Grundsätzlich ist die Situation paradox: Während in den Großstädten angehende Mieter für eine Zweizimmerwohnung Schlange stehen, während die Mieten explodieren und die Interessenten sich datentechnisch für jedes Wohnklo ‚bis aufs Hemd ausziehen‘ müssen, gibt es hierzulande genügend Gewerbe- und auch Wohnraum für alle denkbaren Zwecke – preiswert, finanzierbar und problemlos.

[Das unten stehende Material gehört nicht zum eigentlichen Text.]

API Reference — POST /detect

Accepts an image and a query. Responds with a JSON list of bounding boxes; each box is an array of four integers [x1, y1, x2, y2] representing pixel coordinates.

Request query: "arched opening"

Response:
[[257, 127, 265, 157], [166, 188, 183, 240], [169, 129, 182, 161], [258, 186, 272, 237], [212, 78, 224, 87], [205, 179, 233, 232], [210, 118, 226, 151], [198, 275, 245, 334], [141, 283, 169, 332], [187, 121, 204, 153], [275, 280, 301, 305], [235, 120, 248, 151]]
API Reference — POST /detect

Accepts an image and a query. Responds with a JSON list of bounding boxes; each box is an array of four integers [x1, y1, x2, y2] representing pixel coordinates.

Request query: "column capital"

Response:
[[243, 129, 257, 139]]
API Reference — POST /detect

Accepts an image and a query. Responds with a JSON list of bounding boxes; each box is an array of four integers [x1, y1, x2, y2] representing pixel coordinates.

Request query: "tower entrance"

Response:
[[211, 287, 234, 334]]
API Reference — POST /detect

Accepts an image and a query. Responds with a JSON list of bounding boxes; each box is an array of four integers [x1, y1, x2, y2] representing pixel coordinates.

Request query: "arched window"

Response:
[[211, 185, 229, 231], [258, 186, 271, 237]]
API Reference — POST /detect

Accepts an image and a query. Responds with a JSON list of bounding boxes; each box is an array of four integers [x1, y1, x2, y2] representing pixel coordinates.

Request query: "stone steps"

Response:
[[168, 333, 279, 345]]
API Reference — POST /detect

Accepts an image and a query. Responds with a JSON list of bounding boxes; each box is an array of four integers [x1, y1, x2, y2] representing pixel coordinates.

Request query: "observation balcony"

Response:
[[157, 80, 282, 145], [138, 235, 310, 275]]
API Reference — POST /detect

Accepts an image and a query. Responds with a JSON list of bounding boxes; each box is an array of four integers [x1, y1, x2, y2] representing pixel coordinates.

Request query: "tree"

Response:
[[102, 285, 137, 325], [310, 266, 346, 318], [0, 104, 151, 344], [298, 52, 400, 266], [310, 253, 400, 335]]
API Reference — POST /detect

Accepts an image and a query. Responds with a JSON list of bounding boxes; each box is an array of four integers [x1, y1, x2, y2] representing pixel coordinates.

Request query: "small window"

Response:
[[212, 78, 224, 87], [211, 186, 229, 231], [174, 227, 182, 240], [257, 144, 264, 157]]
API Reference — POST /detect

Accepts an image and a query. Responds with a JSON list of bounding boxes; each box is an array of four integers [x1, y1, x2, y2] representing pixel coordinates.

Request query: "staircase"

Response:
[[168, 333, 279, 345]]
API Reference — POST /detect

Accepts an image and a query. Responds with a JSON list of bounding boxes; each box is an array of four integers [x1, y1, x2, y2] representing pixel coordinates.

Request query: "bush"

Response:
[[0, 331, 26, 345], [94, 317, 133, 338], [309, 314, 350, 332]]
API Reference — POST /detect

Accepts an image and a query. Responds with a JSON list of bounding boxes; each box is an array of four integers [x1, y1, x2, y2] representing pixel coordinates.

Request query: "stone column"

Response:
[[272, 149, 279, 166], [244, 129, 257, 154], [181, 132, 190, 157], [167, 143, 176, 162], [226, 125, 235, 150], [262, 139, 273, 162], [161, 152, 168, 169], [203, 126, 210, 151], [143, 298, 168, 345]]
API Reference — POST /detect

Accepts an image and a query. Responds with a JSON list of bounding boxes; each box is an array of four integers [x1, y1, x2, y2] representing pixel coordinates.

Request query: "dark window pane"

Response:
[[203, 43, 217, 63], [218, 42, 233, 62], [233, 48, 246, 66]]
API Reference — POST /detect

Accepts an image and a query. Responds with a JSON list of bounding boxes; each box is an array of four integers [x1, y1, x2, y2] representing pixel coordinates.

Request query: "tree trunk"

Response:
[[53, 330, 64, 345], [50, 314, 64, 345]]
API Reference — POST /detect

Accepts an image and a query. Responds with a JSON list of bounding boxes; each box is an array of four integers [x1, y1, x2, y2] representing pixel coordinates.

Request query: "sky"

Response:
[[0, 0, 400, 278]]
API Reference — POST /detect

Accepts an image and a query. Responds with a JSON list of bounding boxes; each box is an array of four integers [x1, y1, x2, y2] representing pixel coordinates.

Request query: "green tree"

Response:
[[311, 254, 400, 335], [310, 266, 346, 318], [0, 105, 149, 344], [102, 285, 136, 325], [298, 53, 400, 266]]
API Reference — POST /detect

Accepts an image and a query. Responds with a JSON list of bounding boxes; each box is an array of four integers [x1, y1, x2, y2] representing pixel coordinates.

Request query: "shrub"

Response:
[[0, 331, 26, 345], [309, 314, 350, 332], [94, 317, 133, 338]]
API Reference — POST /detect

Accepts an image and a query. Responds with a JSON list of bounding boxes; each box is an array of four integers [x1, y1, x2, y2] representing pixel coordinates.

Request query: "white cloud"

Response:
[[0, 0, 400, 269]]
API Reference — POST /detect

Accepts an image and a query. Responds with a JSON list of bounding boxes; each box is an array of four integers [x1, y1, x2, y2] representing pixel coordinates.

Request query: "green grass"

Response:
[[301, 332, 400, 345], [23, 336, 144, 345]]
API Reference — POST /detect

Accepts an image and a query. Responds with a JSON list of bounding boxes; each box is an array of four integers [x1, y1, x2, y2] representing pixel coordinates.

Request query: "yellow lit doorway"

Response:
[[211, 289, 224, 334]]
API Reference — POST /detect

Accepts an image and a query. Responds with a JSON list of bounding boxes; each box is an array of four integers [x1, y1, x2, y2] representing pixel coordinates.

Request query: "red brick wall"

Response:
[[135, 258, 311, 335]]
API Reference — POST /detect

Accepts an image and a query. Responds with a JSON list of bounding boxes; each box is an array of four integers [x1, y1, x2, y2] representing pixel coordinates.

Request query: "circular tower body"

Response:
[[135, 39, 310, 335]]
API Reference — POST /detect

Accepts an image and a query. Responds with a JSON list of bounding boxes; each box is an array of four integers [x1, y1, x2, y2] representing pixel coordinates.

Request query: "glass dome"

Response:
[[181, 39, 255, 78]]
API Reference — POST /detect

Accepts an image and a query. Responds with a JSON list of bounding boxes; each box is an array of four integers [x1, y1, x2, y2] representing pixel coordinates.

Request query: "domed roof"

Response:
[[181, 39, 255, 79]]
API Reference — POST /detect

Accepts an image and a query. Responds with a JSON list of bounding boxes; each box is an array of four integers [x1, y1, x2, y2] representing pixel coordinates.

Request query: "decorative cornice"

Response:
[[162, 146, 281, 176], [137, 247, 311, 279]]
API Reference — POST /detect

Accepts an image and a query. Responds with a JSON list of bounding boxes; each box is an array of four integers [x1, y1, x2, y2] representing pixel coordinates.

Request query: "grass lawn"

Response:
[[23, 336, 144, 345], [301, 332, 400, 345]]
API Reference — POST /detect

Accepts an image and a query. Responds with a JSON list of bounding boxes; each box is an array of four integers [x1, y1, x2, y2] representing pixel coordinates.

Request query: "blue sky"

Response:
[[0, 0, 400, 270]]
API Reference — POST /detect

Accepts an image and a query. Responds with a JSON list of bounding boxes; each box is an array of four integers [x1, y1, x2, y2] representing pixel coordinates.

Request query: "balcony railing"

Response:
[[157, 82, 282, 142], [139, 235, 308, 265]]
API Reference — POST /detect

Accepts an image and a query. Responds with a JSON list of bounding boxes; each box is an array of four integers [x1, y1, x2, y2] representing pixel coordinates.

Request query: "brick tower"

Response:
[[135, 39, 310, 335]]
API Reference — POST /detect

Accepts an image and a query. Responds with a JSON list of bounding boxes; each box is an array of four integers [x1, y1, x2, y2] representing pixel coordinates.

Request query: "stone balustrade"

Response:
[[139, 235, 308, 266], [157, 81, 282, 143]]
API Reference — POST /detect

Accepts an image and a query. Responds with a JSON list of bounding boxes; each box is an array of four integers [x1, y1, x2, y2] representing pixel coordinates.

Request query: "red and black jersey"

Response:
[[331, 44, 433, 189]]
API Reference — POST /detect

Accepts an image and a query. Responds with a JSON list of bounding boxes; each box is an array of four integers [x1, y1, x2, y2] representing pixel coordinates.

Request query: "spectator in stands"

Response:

Nehmen wir als Beispiel Rethems alten Bahnhof, der 1905 erbaut wurde. Seit im Jahr 1994 die Bahnstrecke stillgelegt wurde, nutzten die Besitzer ihn noch eine Zeitlang für Wohnzwecke. Das denkmalgeschützte Gebäude wäre heute im Prinzip ‚für’n Appel und’n Ei‘ zu haben (näheres weiß die Gruppe ‚Leerstand‘ im Arbeitskreis Stadtbild: 05021-861 73 85). Dieser Bahnhof liegt an einer heutzutage ruhigen Seitenstraße und ließe sich – mit seinem hellen Wartesaal und den zahlreichen Schuppen und dem üppigen Wohnraum – für alle möglichen Zwecke nutzen: als Künstleratelier, als IT-Werkstatt, als Aufnahmestudio, als Logistikzentrale eines Internet-Versandhandels, als Gebäude für altersgerechtes Wohnen – und, und, und. Einige notwendige Sanierungsmaßnahmen mit Hilfe des örtlichen Handwerks, und das Gemäuer wäre wieder flott – und schön wäre es dazu.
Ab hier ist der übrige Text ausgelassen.